Sanders — the Buffalos' fifth full-time coach since 2012 — worked wonders in his three-year stint at Jackson State. He was 23-2 the past two seasons after going 4-3 in his shortened first year during the pandemic. The Tigers are coming off a 12-0 season for their second consecutive SWAC title, with one more game to come in the Celebration Bowl against North Carolina Central on Dec. 17.
Sanders says he'll coach Jackson State in that game, but in the meantime he's doing heavy-duty recruiting for the Buffaloes. The day after he was hired, five-star recruit Winston Watkins, first cousin of Sammy Watkins, flipped his commitment from Texas A&M to Colorado. A top running back prospect, Dylan Edwards, decommited from Notre Dame and is said to be eyeing Colorado.
Sanders' first eye-catching moment at Jackson State was getting the No. 1 recruit in the country for 2022, defensive back Travis Hunter, to switch his commitment from Sanders' alma mater, Florida State, to Jackson State. That was unprecedented for an FCS, historically Black university. And now Hunter is widely expected to join Sanders at Colorado via the transfer portal.
He won't be alone in that regard. University officials have vowed to make it less onerous for potential transfers to move their credits to the university. One of them will be Sanders' son, Shedeur Sanders, a star at Jackson State who was introduced by his dad thusly to Colorado players: "This is your quarterback."
Sanders hastened to add, "He has to earn it." (But somehow, I like his chances.) Sanders then went on to say, "about 10 more of them [are] coming," referring to his Jackson State roster.
"We got a few positions already taken care of," he told the team, "because I'm bringing my luggage with me, and it's Louis [Vuitton]."
Sanders is poised to hit the transfer portal with a vengeance.
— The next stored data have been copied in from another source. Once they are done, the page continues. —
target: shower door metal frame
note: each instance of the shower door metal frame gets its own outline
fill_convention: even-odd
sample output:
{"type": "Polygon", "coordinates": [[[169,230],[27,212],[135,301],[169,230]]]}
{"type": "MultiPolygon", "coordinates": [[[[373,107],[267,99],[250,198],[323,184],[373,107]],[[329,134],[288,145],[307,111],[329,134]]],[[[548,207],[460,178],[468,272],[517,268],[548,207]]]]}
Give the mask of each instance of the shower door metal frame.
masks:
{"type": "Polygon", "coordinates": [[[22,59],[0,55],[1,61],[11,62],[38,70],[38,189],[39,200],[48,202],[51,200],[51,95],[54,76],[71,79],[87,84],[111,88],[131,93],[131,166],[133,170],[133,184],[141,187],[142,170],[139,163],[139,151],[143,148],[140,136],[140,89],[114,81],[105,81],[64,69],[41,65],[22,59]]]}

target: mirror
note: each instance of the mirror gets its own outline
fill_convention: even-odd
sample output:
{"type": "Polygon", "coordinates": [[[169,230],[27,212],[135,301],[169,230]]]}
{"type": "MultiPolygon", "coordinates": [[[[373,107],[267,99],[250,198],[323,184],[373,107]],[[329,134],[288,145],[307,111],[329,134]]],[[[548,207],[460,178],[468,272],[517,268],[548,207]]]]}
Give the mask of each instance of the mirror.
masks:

Two days ago he tweeted that he is "looking for Game Changers on the Offensive & Defensive Line" and included the tagline "I AIN'T HARD TO FIND."
Finally, Sanders is said to have created a huge buzz among blue-chip high-school prospects as the recruiting wars go down to the wire in advance of early signing day Dec. 21.
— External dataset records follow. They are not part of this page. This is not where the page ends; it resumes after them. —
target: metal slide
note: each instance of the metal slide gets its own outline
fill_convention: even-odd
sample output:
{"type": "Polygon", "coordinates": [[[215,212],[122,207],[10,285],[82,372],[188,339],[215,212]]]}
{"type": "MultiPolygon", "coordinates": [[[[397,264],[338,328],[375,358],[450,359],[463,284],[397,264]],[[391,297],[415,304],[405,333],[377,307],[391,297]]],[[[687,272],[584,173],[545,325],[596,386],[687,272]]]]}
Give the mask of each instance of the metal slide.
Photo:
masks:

"I'm going to get back on a plane and go and have the biggest recruiting weekend they've ever had in the history of Colorado. That's how it's gonna go down," Sanders said this week, as quoted by Brian Howell of Buffzone.
All this is not to say that Sanders will turn Colorado into a national power — though that is clearly his intention. Some people believe Sanders is all bluster, and his brash ways will backfire spectacularly. He has yet to coach a single game at the FBS level. There are many inherent obstacles at Colorado, and Sanders doesn't have much of a talent base to work from. Yet.
But Coach Prime is making people take notice. He received a hero's welcome when introduced at the Buffalos' men's basketball game Thursday. Colorado is receiving the kind of attention they haven't had since the Bill McCartney glory days in the late '80s and early '90s.
"In the course of one afternoon, the most relevant program in the country is Colorado — because of one guy," Fox Sports analyst Joel Klatt, a former Colorado quarterback, said Monday on his podcast.
Can Sanders follow through on his promises and turn Colorado into a Pac-12 force — just as USC and UCLA are preparing to leave the conference? Washington and Washington State obviously have a vested interest in the answer to that question. And however it turns out, it's not going to be dull.